I will fight anyone to the death who feels differently.
Many times businesses, especially smaller organizations, feel they don’t have the time or budget to implement any type of training. They also think that their smaller size automatically promotes open communication and deeper relationships so what do they have to develop anyway?
Even if a full leadership development program isn’t in the cards, there are three topics every leader should have to attend. They are listening skills, self-awareness and delegating/empowering.
Oh man, are we bad at this. I mean in general, as humans. We are insanely bad at listening. Of course, some of us are better than others, but let’s be honest for a moment, none of us are knocking this out of the park.
Here’s the thing about listening skills. Fundamentally, we all know what to do. Nothing that comes out of a listening skills workshop is rocket science.
But we all need constant reminders to listen more.
As leaders, we have to be able to turn off all the noise that hits us and truly listen to our employees. I’m sure we can all agree that so many workplace issues would have never been issues had there been better communication. More often than not, that better communication would have included better listening.
If I had a nickel for every time a leader said to me, “this is just the way I am,” I wouldn’t have to work anymore. Most of the time when they say this it’s to serve as an excuse for a behavior they do not want to change. “This is the way I am,” thinking says to employees that the leader is not interested in any kind of personal growth and the employee can either take it or leave it.
They leave it.
Leadership development opportunities that offer self-awareness into how the leader communicates, likes to work, organizes their day should be given as often as possible. These sessions should offer the leader a chance to better understand their strengths and blind spots.
The biggest part about self-awareness is that it teaches more adaptability of ourselves to those around us rather than expecting everyone to just adapt to us.
In this business, we use the Myers Briggs Type Indicator to help with self-awareness. There are of course a myriad of other options that could work, but it’s important that it focuses on the individual and allows for a significant amount of introspection.
Another seemingly basic subject, but one that leaders often need to be reminded of. As I spend my days with leaders across various organizations, I find that so much of leaders angst is of their own doing. Leaders are busy, no doubt about that, but that business is often because they have not delegated properly or empowered their team to make decisions or take risks without them.
Leaders must learn what work they must do and what work they can delegate. Further, they have to get to a place where they feel comfortable not having to make all the decisions themselves. If they can not figure out how to spread the work and decision making power around, they will burn out and never make the difference they likely intended.
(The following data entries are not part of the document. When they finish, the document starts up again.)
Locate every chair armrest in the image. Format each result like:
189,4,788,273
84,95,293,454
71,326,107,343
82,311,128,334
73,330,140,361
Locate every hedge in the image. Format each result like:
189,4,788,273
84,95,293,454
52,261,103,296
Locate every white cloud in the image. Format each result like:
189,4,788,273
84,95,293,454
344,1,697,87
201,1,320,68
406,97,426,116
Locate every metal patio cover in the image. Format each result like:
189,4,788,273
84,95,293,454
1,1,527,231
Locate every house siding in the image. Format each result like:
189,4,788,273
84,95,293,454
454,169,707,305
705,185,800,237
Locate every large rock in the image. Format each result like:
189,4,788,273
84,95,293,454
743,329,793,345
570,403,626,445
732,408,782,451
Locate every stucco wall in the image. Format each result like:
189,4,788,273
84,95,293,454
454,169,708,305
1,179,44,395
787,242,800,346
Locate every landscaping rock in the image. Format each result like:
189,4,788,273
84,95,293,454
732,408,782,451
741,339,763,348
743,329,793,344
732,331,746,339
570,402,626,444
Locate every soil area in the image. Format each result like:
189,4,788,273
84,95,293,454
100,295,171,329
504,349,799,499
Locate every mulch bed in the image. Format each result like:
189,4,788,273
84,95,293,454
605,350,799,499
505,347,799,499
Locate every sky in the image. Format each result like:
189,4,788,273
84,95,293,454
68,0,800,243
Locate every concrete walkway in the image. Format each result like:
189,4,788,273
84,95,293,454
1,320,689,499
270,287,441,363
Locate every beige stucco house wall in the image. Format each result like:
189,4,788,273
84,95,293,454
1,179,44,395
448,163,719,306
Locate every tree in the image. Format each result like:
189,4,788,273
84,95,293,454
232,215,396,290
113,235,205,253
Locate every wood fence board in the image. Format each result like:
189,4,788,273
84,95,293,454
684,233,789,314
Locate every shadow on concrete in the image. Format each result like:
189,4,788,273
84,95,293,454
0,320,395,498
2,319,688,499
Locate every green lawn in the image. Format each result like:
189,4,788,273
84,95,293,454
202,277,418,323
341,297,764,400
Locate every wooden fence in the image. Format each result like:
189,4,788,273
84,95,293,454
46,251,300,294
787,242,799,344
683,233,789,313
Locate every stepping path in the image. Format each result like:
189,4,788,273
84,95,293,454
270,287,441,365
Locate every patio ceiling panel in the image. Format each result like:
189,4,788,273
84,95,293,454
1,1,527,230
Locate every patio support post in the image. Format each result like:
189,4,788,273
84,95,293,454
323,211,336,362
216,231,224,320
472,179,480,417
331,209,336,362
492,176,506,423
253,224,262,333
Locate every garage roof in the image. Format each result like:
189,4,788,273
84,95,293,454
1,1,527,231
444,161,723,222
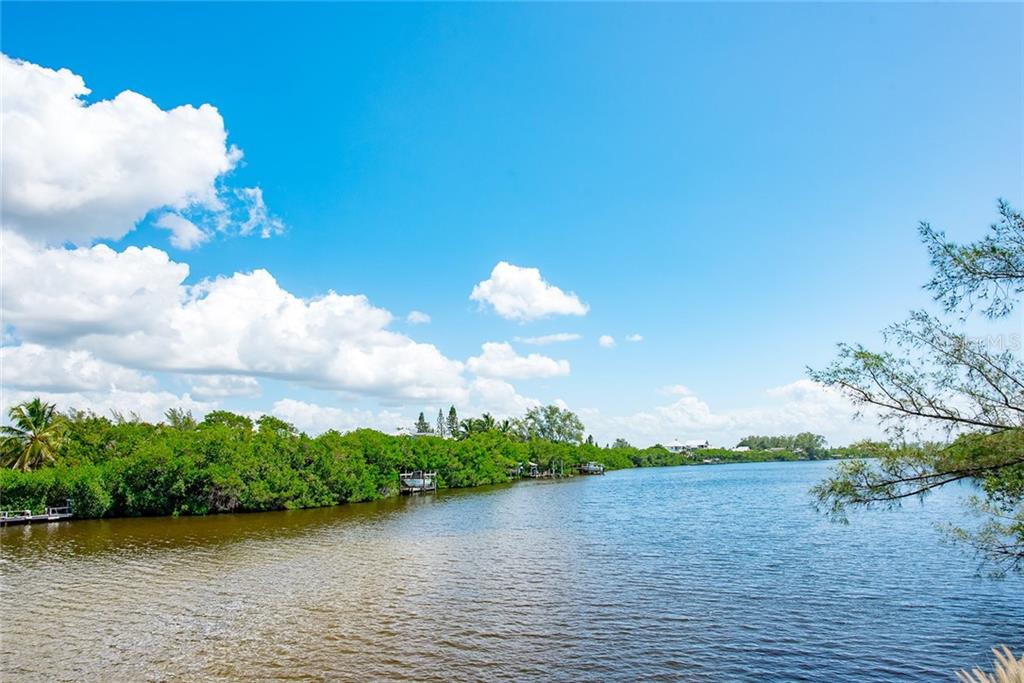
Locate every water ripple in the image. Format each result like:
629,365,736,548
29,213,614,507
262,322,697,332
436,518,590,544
2,462,1021,681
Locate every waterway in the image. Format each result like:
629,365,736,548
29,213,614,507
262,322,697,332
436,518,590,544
2,461,1021,681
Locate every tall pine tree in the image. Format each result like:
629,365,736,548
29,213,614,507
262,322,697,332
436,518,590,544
446,406,459,438
436,409,446,438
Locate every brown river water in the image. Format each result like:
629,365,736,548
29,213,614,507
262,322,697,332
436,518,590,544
1,462,1022,681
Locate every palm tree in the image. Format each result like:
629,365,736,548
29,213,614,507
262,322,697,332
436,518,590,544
1,398,67,471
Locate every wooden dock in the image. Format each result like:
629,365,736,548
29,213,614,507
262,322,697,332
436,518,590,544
399,471,437,494
0,504,73,526
526,460,569,478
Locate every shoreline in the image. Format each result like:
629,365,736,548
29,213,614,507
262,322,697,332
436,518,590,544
1,409,866,523
1,456,851,526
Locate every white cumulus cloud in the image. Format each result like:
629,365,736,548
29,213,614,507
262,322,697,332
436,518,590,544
467,377,542,417
626,334,643,343
1,233,467,402
1,387,216,425
1,343,157,393
470,262,588,322
0,53,279,246
1,232,188,343
580,380,882,448
187,375,261,400
466,342,570,380
599,335,616,348
269,398,404,435
268,377,543,436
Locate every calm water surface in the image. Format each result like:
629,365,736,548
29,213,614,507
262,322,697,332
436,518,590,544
2,461,1021,681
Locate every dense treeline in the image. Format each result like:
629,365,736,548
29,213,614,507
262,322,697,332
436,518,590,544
736,433,829,458
412,404,585,443
0,402,858,519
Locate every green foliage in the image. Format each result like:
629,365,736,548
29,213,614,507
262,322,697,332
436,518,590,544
811,201,1024,574
413,412,433,435
516,405,585,444
1,398,68,471
0,410,529,517
446,406,459,438
435,409,446,439
458,412,498,438
164,408,197,430
737,433,828,459
0,400,852,521
921,200,1024,319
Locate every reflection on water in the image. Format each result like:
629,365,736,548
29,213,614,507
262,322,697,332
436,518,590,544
2,462,1021,681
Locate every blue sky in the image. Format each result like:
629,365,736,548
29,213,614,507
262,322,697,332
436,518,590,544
1,2,1021,445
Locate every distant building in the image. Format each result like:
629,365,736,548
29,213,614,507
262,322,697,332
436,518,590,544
665,438,710,453
733,445,750,452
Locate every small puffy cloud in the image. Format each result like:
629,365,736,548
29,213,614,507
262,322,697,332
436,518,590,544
407,310,431,325
188,375,261,400
156,213,209,250
234,186,284,239
470,262,588,322
467,342,570,380
0,53,279,246
0,344,157,393
599,335,616,348
626,334,643,343
514,333,581,346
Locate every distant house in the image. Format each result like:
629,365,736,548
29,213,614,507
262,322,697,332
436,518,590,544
733,445,750,452
665,439,710,453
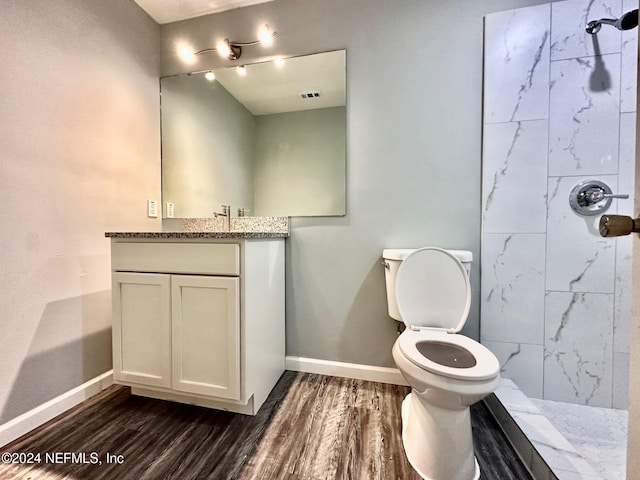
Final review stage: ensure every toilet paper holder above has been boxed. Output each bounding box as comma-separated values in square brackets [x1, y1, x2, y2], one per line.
[599, 214, 640, 237]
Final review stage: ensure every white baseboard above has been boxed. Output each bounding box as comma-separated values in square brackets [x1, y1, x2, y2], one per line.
[0, 370, 113, 448]
[285, 356, 408, 386]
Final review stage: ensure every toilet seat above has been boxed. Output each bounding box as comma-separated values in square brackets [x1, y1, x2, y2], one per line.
[398, 329, 500, 381]
[395, 247, 499, 381]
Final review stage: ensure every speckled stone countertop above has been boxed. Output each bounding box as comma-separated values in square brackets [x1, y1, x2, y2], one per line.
[105, 231, 288, 239]
[183, 216, 289, 233]
[106, 216, 289, 239]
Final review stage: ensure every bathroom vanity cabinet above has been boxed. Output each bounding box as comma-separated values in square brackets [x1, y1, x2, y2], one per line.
[106, 234, 286, 415]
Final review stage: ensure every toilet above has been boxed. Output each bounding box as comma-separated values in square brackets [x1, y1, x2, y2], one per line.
[383, 247, 500, 480]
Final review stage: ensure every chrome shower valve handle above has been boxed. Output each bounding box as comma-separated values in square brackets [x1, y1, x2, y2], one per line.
[569, 180, 628, 216]
[588, 190, 629, 203]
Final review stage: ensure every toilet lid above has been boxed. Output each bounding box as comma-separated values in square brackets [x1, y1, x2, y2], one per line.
[395, 247, 471, 332]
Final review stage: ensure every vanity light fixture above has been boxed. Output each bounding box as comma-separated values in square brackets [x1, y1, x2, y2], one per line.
[194, 24, 277, 61]
[204, 71, 216, 81]
[236, 65, 247, 76]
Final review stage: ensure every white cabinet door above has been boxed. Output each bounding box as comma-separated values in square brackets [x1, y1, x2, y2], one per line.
[171, 275, 240, 400]
[112, 272, 171, 388]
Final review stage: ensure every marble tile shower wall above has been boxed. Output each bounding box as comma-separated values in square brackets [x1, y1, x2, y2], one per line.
[481, 0, 637, 409]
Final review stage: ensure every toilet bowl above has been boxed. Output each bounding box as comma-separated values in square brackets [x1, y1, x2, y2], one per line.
[383, 247, 500, 480]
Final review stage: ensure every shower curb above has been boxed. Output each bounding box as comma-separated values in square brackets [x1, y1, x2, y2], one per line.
[485, 379, 602, 480]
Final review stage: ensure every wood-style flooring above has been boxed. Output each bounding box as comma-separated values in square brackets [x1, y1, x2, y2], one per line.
[0, 371, 531, 480]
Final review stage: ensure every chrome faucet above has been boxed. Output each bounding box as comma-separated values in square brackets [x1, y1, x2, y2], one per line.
[214, 205, 231, 231]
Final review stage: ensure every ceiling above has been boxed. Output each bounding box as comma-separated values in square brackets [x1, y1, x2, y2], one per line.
[141, 0, 345, 115]
[134, 0, 275, 24]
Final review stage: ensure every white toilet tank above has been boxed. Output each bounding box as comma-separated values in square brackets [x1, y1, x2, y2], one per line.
[382, 248, 473, 321]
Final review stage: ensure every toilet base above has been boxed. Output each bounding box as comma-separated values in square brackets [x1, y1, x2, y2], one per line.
[401, 393, 480, 480]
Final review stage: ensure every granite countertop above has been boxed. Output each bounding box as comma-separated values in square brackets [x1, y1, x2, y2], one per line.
[106, 217, 289, 239]
[105, 231, 288, 239]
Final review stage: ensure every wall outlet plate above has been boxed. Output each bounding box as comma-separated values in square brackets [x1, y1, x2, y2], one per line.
[166, 202, 175, 218]
[148, 200, 158, 218]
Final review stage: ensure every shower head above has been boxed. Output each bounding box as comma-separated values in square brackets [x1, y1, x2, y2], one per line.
[586, 9, 638, 34]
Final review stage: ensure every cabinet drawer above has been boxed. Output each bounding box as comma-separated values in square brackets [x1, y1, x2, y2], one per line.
[112, 242, 239, 275]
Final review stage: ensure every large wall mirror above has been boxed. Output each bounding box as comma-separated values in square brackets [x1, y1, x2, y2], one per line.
[161, 49, 346, 218]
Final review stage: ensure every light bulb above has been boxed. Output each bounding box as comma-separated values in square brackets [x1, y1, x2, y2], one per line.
[205, 71, 216, 81]
[177, 42, 196, 64]
[216, 39, 232, 58]
[258, 24, 274, 47]
[236, 65, 247, 76]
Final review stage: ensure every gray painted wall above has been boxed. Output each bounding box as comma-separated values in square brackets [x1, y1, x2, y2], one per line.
[253, 107, 346, 216]
[160, 0, 549, 367]
[0, 0, 160, 423]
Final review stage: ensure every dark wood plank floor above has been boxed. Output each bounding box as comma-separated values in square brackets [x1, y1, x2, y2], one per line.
[241, 373, 532, 480]
[0, 371, 531, 480]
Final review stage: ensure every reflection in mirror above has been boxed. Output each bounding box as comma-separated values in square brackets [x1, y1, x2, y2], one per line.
[161, 50, 346, 218]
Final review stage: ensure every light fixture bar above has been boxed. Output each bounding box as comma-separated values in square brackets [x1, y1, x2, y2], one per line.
[192, 25, 277, 61]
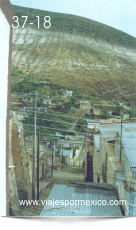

Training about delegation techniques and methods to better empower employees is essential to a leaders success and ultimate well being.
As I said, none of these topics are earth-shattering. They are topics we have likely heard training on before, but they all serve as areas we need constant reminders about. Finding ways to incorporate training on these topics as often as possible will help leaders create habits around them that positively impact the business as a whole.